I believe that we are onto an exciting prospect with this idea. Here are
the specific needs that our company could foresee, given the theme:

1. **Transition to Paimon Tables from Hive ODS Tables**: Our current system
boasts a significant number of Hive ODS tables, with partitions set daily.
Each of these partitions encapsulates comprehensive business data sourced
directly from MySQL. We are contemplating an in-place transition to Paimon
tables. The rationale behind this move is twofold: First, it would obviate
the need to modify the SQL code amidst the existing plethora of Hive batch
processing logic. Secondly, this transition promises the advantage of
real-time data access, shrinking the delay to mere minutes and also adding
the benefit of stream reading capabilities.

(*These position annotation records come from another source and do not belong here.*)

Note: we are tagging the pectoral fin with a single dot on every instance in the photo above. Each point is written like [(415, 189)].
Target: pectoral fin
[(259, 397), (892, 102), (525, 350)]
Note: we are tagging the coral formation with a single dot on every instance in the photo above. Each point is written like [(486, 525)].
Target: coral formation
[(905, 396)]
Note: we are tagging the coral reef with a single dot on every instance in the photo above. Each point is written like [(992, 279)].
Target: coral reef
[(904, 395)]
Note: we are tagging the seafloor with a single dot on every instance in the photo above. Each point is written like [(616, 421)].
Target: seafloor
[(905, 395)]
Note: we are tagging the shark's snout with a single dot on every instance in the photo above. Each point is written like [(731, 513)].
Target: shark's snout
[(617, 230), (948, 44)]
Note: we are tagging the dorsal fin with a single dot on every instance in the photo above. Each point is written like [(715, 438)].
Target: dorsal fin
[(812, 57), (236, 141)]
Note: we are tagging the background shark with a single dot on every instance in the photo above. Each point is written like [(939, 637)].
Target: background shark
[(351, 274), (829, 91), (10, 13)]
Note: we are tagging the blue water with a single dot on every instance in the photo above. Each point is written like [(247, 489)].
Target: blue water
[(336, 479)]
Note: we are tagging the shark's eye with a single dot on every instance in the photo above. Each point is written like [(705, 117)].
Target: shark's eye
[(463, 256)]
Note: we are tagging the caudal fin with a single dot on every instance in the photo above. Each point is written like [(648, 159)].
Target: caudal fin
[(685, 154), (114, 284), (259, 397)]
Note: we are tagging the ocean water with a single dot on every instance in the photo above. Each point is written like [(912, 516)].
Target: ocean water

2. **Integration with Historical Hive Partitions**: The Hive system has
been an integral part of our data structure, with over a thousand
partitions to its credit. Ideally, a view table that can meld the
functionalities of a Paimon table and the vastness of historical Hive
partitions would be a valuable addition. In such a scenario, users
interacting with this view table would be directed to the Paimon tag when a
tag is present, and to the historical Hive partitions in its absence.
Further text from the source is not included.